Wetlands Loss and Preservation

Wetland in autumn
Wetland in autumn

It is estimated that the United States once contained more than 200 million acres of wetlands. Less than half this amount remains today. Once considered wastelands, wetlands were prime targets for “improvement.” Extensive areas of freshwater wetlands and prairie potholes have been drained and filled for agricultural development.

Salt water wet lands have been replaced by urban or residential development and covered with dredge spoil.Wetlands loss rates have slowed, but an estimated 300,000 acres continue to be lost each year in the United States.

The loss of wetlands habitat threatens the survival of a number of animal species, including the whooping crane, American crocodile, Florida panther, manatee, Houston toad, snail kite, and wood stork.

Since the 1970’s the rate of wetlands loss has slowed for several reasons. One is the passage of federal and state laws designed to protect wetlands; another is the efforts of conservation organizations. At the federal level, the single most effective tool for wetlands preservation is Section 404 of the Clean Water Act.

Section 404 requires that a permit be issued before the release of dredge or fill material into U.S. waters, including wetlands.
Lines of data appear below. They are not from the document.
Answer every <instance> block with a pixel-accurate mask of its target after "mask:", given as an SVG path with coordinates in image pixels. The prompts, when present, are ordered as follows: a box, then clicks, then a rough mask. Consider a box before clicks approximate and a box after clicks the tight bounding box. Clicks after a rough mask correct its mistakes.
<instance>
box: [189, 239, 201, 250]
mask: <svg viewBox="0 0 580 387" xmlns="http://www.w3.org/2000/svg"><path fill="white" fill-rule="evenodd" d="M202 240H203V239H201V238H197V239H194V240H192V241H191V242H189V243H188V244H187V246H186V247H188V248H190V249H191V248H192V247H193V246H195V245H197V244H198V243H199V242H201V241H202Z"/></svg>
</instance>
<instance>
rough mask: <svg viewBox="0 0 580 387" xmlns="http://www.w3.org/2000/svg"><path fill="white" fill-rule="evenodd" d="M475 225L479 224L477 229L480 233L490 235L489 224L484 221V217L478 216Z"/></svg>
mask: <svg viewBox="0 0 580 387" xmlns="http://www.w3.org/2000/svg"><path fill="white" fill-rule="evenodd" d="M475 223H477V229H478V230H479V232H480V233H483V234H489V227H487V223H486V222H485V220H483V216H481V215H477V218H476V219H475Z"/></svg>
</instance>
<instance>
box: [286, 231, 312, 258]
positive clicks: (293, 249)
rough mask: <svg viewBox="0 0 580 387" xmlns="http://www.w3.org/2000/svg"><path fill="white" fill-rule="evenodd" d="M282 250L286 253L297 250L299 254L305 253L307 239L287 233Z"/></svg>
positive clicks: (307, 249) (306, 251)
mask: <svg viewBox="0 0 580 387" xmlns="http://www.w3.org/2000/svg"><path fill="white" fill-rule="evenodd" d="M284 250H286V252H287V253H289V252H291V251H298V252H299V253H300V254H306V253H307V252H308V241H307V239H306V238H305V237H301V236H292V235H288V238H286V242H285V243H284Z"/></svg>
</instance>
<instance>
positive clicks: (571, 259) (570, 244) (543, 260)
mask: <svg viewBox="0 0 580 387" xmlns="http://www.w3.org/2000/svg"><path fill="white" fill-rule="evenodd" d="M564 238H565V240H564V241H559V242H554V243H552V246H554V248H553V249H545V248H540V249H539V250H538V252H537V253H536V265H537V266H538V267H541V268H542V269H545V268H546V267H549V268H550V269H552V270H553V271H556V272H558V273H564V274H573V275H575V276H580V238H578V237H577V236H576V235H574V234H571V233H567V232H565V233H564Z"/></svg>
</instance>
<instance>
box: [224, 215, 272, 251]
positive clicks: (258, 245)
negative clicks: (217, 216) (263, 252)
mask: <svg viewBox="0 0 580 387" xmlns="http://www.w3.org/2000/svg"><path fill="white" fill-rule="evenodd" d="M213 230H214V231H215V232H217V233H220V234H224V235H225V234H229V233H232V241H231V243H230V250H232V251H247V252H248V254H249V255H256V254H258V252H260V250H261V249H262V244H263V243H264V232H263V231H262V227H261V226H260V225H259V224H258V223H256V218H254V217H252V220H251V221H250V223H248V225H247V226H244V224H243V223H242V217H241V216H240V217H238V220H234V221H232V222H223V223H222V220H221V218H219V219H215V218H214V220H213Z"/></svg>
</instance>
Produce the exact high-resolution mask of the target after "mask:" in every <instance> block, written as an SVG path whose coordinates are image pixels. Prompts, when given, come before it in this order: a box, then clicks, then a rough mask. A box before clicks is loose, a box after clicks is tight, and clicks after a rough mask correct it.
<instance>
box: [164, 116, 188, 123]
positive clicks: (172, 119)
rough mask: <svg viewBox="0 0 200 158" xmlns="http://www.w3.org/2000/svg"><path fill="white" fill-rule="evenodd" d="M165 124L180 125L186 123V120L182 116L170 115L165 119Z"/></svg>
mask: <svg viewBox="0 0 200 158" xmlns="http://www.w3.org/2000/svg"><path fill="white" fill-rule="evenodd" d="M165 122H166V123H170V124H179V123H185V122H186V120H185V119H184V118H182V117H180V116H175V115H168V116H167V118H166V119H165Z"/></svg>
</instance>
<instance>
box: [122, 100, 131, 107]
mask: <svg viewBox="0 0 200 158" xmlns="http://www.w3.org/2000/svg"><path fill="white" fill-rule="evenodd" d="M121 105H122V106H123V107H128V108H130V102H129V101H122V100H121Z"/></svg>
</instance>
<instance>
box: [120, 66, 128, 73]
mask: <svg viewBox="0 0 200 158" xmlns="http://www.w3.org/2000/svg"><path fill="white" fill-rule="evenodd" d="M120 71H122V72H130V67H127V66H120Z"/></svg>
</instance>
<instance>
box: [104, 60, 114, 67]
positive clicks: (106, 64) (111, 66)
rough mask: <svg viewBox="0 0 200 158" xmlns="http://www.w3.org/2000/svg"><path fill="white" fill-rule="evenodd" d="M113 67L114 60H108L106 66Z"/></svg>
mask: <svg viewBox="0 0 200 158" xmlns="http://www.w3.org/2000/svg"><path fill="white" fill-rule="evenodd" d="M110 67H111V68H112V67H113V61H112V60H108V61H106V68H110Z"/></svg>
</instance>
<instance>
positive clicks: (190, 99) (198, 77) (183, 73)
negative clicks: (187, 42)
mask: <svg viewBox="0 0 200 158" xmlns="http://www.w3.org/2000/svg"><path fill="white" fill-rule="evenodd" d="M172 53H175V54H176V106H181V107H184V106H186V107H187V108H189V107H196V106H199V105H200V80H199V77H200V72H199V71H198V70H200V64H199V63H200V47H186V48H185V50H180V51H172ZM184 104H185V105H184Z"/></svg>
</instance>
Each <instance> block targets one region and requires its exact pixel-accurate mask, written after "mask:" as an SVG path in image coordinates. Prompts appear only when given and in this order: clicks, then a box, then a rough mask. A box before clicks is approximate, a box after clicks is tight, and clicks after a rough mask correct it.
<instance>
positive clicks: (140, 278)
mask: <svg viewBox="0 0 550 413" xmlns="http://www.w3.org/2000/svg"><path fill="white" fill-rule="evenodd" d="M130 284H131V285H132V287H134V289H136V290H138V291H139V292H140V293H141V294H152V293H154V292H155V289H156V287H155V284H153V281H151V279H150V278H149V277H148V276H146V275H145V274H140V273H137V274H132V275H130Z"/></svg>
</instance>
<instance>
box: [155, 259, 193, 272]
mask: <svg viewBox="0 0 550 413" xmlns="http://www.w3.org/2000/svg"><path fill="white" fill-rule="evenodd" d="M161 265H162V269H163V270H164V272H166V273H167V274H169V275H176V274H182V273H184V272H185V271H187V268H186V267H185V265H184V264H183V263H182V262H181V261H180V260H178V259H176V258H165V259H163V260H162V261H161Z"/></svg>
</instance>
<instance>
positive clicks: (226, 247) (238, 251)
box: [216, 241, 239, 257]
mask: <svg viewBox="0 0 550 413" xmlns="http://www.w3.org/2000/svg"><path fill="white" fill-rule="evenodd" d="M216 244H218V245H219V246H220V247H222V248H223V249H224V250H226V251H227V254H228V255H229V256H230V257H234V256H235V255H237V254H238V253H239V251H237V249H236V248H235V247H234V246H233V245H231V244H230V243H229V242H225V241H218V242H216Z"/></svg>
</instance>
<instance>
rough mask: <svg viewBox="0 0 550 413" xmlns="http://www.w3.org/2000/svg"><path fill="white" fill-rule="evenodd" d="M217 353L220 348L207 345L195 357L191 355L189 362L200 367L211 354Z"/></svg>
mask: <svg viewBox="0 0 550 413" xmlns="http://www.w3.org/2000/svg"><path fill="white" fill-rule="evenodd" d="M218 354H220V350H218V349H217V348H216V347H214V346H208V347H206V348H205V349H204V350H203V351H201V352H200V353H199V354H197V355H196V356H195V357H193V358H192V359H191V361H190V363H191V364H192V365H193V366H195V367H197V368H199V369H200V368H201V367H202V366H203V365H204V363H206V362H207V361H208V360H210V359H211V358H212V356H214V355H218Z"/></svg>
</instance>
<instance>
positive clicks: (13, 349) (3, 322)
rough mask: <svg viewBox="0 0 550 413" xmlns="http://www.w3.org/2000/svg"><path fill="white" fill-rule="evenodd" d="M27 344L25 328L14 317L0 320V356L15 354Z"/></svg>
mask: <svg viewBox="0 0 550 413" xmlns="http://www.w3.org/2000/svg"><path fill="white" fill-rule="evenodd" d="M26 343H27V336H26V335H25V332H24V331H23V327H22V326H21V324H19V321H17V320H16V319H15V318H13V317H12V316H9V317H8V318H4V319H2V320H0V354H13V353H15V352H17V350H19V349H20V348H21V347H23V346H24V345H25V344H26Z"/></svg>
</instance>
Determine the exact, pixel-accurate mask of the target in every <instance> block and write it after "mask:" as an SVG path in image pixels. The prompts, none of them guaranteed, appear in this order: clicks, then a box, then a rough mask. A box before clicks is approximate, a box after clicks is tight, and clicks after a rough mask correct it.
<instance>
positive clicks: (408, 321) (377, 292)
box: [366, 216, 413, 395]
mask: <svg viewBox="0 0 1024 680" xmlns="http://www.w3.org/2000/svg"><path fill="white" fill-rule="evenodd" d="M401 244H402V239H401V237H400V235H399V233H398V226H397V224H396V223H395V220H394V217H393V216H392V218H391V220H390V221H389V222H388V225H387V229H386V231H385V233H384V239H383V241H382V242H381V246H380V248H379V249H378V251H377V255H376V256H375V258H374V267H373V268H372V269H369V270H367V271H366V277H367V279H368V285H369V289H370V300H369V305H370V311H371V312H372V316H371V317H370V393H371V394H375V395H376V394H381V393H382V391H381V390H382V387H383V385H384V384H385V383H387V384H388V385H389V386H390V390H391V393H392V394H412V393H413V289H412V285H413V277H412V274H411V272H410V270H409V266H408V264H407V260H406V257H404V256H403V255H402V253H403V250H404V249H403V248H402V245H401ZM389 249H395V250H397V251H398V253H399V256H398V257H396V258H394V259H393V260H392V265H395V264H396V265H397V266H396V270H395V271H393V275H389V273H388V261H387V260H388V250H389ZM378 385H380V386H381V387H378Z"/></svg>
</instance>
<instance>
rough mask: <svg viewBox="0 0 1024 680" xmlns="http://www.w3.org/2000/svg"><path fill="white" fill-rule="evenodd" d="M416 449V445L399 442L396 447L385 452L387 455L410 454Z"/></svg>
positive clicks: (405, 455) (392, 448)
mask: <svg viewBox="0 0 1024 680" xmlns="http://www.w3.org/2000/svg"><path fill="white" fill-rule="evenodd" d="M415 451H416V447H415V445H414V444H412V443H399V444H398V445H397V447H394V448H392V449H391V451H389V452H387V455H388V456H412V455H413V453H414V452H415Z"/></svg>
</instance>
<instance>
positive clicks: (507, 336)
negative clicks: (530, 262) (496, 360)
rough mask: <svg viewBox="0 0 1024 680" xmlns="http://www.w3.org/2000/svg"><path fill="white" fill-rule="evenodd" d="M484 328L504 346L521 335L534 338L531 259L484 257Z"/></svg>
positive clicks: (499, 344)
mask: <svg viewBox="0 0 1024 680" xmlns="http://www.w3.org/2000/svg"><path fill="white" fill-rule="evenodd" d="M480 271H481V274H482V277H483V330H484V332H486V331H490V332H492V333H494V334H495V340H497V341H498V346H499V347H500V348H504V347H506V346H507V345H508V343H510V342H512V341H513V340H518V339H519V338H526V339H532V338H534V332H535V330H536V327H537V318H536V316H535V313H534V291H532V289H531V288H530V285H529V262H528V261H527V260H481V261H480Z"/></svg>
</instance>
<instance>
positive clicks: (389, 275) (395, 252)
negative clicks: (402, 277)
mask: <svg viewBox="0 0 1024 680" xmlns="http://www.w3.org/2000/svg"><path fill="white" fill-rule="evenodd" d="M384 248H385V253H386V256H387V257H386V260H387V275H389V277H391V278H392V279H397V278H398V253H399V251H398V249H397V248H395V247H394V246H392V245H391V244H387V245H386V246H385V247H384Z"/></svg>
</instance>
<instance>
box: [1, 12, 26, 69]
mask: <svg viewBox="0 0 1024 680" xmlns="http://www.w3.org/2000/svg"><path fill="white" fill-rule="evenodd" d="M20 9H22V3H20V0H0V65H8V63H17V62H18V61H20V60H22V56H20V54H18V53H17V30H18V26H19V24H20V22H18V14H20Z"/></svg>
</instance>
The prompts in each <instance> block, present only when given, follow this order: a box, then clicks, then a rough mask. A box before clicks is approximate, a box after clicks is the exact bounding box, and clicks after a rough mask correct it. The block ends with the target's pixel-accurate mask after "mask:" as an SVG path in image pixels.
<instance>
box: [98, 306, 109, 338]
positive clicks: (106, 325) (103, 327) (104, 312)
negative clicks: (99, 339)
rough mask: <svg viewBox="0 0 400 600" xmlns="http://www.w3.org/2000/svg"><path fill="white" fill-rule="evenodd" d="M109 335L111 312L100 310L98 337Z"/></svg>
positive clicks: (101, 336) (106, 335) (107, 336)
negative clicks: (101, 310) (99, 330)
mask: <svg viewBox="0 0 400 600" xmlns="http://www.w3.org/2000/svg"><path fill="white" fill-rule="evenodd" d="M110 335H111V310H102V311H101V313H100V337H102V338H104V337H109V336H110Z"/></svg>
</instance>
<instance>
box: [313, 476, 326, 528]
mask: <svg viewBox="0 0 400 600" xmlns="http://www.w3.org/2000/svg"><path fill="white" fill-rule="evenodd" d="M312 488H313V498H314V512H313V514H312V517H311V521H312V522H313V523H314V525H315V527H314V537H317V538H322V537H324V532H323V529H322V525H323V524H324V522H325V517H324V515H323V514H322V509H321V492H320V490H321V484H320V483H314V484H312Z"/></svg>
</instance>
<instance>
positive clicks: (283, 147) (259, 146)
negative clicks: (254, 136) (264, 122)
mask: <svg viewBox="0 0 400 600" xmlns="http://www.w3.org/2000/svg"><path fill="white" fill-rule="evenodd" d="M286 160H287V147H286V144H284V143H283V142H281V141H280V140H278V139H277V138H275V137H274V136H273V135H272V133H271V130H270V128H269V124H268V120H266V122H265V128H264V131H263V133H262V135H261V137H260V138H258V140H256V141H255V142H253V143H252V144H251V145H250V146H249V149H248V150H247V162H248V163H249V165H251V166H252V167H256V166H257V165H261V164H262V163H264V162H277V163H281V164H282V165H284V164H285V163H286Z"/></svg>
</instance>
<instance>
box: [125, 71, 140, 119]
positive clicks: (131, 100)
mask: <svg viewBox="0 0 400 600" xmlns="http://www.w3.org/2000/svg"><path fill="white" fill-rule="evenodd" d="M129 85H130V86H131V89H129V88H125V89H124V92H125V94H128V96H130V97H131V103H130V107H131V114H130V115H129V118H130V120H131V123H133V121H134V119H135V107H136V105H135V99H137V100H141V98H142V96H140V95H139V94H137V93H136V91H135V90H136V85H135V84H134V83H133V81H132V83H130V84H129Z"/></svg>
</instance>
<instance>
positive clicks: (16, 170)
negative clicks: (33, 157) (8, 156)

At the state level, Section 401 of the Clean Water Act allows states to restrict the release of dredge or fill material into wetlands.

There are several conservation organizations that support wetlands preservation, including Ducks Unlimited, the National Audubon Society, the National Wildlife Federation, and the Nature Conservancy. These organizations keep the public informed regarding wetlands issues and are active in wetlands acquisition.